Overall, The Third Rainbow Girl was positively received by critics,[5] with rave reviews from The New York Times Book Review,[6] Booklist,[7] The Minnesota Star Tribune,[8] The Globe and Mail,[9] The Seattle Times,[10] and NPR,[11][12] as well as positive reviews from Library Journal,[13] Kirkus Reviews,[14] Publishers Weekly,[15] Pittsburgh Post-Gazette,[16] On the Seawall,[17] and Bookreporter[18]

The Third Rainbow Girl was nominated for an Edgar Award for Best Fact Crime, a Lambda Literary Award for Bisexual Nonfiction, and an Anthony Bouchercon Award. The New York Times included the book in its list of notable books released in 2020.

=== Housemates (2024) ===
Copley Eisenberg's second book, Housemates, was published by Hogarth and released May 28, 2024. In a starred review, Kirkus Reviews called the book "emotionally rich and quietly thought-provoking, this is simply a stunning fiction debut." Publishers Weekly described the story as starting slow, "but once Eisenberg revs the engine, she reaches luminous heights. Readers will count themselves lucky to go along for the ride." Electric Literature positively summed up the novel: "At heart, Housemates is a joyous novel that bubbles with the effervescence of queer youth, celebrates the idiosyncratic and sometimes absurd queer culture of West Philadelphia, and chases down young love."

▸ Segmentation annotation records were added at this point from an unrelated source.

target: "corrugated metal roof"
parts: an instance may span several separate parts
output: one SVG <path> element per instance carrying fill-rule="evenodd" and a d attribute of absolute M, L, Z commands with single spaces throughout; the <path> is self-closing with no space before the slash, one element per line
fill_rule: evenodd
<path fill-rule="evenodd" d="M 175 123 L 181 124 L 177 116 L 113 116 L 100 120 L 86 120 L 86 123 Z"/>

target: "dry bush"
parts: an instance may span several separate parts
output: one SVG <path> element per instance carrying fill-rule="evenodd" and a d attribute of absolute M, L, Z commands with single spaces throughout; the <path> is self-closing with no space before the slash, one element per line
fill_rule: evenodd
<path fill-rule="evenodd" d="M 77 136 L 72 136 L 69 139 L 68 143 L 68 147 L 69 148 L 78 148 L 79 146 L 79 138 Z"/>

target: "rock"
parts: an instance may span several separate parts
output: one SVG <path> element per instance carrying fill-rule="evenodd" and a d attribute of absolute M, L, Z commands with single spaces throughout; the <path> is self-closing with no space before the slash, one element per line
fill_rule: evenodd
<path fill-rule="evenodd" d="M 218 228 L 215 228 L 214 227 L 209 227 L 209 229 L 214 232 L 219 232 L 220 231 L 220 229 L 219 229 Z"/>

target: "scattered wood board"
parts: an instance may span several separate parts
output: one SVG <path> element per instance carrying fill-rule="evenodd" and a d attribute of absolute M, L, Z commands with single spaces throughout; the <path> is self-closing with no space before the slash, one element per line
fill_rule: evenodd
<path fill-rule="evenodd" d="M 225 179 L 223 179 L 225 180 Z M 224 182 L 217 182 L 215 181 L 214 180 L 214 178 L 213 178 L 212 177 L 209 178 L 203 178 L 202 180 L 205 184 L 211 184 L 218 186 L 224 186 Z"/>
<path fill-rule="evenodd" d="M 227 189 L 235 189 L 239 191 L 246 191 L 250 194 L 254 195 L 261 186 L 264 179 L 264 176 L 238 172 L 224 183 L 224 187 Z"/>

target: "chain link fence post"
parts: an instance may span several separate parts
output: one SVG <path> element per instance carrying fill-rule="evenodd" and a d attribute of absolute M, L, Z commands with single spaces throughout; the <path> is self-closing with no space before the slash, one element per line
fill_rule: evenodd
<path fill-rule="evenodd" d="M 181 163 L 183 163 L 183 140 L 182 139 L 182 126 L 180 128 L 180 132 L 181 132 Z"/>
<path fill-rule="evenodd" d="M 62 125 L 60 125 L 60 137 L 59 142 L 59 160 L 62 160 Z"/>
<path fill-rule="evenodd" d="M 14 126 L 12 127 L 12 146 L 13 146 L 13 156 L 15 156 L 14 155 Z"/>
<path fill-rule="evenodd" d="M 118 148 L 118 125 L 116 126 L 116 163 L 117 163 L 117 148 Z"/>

The novel was a national bestseller, named a best book of 2024 by The Boston Globe, People magazine, NBC, Kirkus Reviews, Autostraddle, Them.us, and Electric Literature, and recommended on Good Morning America.

=== Fat Swim (2026) ===
Copley Eisenberg's third book, Fat Swim, is a set of interlinked stores following multiple characters "navigating bodies, queerness, power, and sex" and is to be released in April 2026 by Hogarth.